One Example - This AWS article has maven archetype which generates a code base with pom.xml which does direct deployment to AWS Lambda(using CloudFormation in background). Below is the plugin configuration which is being used to execute aws cloudformation
executable.
<plugin>
<groupId>org.codehaus.mojo</groupId>
<artifactId>exec-maven-plugin</artifactId>
<version>1.6.0</version>
<executions>
<execution>
<id>sam-local-invoke</id>
<phase>verify</phase>
<goals>
<goal>exec</goal>
</goals>
<configuration>
<executable>sam</executable>
<arguments>
<argument>local</argument>
<argument>invoke</argument>
<argument>-e</argument>
<argument>event.json</argument>
</arguments>
<skip>${skipLocalInvoke}</skip>
</configuration>
</execution>
<execution>
<id>sam-package</id>
<phase>install</phase>
<goals>
<goal>exec</goal>
</goals>
<configuration>
<executable>aws</executable>
<arguments>
<argument>cloudformation</argument>
<argument>package</argument>
<argument>--region=${awsRegion}</argument>
<argument>--template-file=template.yaml</argument>
<argument>--output-template-file=target/sam.yaml</argument>
<argument>--s3-bucket=${s3Bucket}</argument>
<argument>--s3-prefix=${s3Prefix}</argument>
</arguments>
</configuration>
</execution>
<execution>
<id>sam-deploy</id>
<phase>deploy</phase>
<goals>
<goal>exec</goal>
</goals>
<configuration>
<executable>aws</executable>
<arguments>
<argument>cloudformation</argument>
<argument>deploy</argument>
<argument>--region=${awsRegion}</argument>
<argument>--template-file=target/sam.yaml</argument>
<argument>--stack-name=${stackName}</argument>
<argument>--capabilities=CAPABILITY_IAM</argument>
</arguments>
</configuration>
</execution>
</executions>
</plugin>
If you insist to be on gradle, probably one of the option is to execute maven deploy
command from gradle using gradle-maven-exec-plugin(need to test it though).

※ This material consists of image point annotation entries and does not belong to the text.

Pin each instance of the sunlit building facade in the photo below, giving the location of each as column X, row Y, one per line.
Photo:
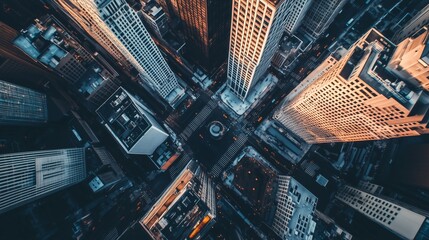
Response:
column 357, row 99
column 186, row 209
column 21, row 105
column 27, row 176
column 256, row 29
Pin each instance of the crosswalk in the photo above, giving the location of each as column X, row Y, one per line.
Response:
column 198, row 120
column 228, row 155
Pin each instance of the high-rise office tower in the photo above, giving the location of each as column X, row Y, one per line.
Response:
column 256, row 29
column 320, row 16
column 20, row 105
column 129, row 29
column 405, row 222
column 129, row 122
column 297, row 10
column 413, row 25
column 14, row 64
column 206, row 25
column 48, row 42
column 357, row 99
column 186, row 209
column 170, row 8
column 295, row 208
column 117, row 27
column 27, row 176
column 411, row 59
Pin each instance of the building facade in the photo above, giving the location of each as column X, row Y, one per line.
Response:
column 186, row 209
column 420, row 20
column 206, row 25
column 295, row 209
column 356, row 99
column 118, row 29
column 129, row 122
column 49, row 43
column 85, row 14
column 256, row 29
column 297, row 10
column 402, row 221
column 128, row 28
column 27, row 176
column 155, row 17
column 21, row 106
column 411, row 59
column 320, row 16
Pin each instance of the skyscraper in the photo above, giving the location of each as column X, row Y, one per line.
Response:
column 297, row 10
column 256, row 29
column 356, row 99
column 117, row 27
column 48, row 42
column 20, row 105
column 406, row 222
column 293, row 217
column 186, row 209
column 131, row 124
column 124, row 22
column 320, row 16
column 206, row 25
column 411, row 59
column 14, row 64
column 27, row 176
column 85, row 14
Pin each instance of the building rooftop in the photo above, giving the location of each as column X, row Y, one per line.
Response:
column 127, row 121
column 45, row 41
column 182, row 211
column 151, row 8
column 304, row 206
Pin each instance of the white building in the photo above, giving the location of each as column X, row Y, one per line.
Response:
column 132, row 126
column 256, row 29
column 410, row 61
column 320, row 16
column 402, row 221
column 293, row 218
column 27, row 176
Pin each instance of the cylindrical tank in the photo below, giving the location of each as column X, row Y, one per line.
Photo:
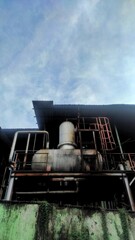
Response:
column 66, row 135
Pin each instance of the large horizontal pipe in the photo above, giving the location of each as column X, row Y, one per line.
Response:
column 47, row 192
column 19, row 174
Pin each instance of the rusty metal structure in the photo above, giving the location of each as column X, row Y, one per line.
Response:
column 80, row 155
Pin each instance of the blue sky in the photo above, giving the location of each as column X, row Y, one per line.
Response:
column 68, row 51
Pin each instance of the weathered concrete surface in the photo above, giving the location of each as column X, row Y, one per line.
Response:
column 42, row 221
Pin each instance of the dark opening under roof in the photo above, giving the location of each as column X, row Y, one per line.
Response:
column 121, row 115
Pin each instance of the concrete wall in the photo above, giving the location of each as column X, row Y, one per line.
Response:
column 21, row 221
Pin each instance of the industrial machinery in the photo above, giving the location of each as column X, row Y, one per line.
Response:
column 81, row 164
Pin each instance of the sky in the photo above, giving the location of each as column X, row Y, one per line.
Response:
column 67, row 51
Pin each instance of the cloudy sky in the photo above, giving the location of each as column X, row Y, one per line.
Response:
column 68, row 51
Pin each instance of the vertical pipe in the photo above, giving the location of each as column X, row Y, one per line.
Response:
column 129, row 193
column 9, row 190
column 26, row 150
column 118, row 139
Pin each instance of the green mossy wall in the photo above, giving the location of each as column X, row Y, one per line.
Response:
column 42, row 221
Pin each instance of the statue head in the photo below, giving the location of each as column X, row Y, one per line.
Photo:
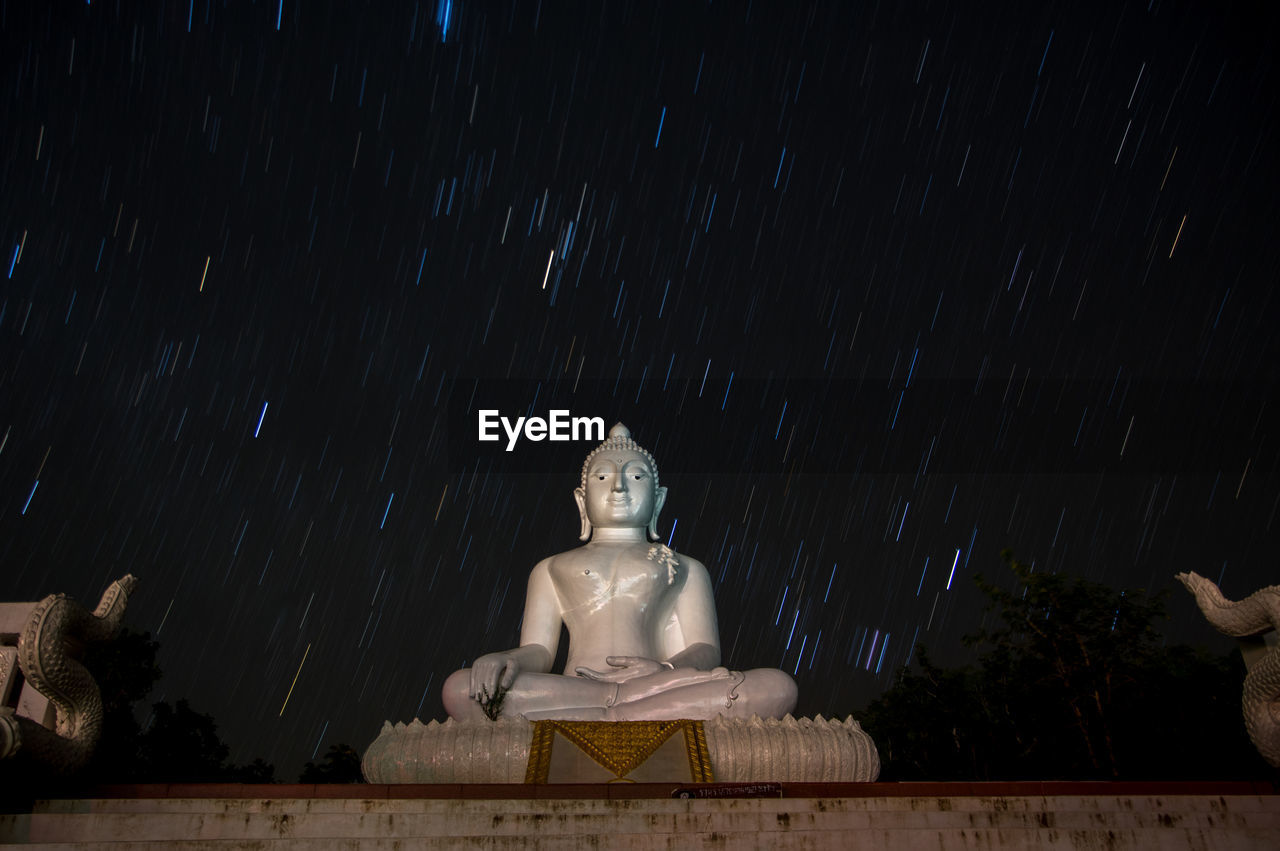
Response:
column 620, row 486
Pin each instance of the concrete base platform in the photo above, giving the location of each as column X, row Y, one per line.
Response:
column 909, row 815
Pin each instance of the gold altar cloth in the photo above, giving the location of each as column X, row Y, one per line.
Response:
column 618, row 746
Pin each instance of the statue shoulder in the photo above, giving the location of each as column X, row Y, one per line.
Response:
column 691, row 566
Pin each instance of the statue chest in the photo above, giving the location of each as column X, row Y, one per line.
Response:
column 624, row 586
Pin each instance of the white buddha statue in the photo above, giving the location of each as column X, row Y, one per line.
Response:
column 644, row 644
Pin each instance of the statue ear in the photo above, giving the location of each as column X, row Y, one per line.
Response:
column 659, row 499
column 580, row 498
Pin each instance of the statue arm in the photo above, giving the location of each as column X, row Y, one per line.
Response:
column 694, row 643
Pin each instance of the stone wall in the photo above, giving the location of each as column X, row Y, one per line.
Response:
column 890, row 815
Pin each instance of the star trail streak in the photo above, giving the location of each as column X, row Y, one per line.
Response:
column 1004, row 268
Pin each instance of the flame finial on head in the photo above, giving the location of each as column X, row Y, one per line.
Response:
column 620, row 438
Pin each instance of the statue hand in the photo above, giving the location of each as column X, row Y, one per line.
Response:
column 492, row 673
column 625, row 668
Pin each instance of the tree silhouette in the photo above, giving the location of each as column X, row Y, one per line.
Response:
column 177, row 744
column 1072, row 682
column 339, row 765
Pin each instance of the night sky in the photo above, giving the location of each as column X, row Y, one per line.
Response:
column 886, row 288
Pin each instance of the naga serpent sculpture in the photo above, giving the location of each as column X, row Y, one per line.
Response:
column 46, row 664
column 1253, row 616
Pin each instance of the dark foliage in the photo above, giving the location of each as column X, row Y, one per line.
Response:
column 339, row 765
column 1072, row 683
column 177, row 744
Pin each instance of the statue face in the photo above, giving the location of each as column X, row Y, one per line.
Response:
column 620, row 490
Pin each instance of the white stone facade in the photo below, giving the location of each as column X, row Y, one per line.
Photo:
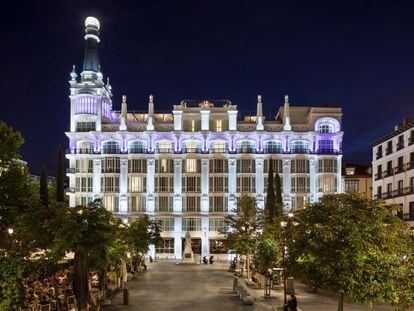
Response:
column 188, row 168
column 393, row 169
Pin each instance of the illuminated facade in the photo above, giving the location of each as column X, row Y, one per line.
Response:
column 188, row 167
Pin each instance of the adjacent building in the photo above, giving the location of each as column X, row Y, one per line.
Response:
column 188, row 167
column 357, row 178
column 393, row 165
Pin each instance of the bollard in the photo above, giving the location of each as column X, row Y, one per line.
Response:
column 126, row 296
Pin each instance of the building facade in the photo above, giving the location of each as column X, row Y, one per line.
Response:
column 393, row 165
column 357, row 178
column 188, row 167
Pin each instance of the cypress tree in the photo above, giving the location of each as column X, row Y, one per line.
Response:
column 43, row 191
column 270, row 207
column 60, row 187
column 278, row 197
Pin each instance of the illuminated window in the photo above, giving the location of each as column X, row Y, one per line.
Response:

My personal opinion would be to build the jar using gradle/maven and deploy using serverless framework separating the deploy & build with different tools.
Example - https://gist.github.com/lobster1234/201fb83dc2847a1e2a106a098636bc1f
Let me know your thoughts.
Amazon provides a tool for continuous deployment called AWS CodePipeline.
You can use it on it's own to continuously deploy your application or you could migrate your function to an AWS Codestar project, it creates every resource needed for building and deploying your function.
The AWS Free tier offers one free active pipeline each month and Codestar is free, so you can check it out without incurring in any costs.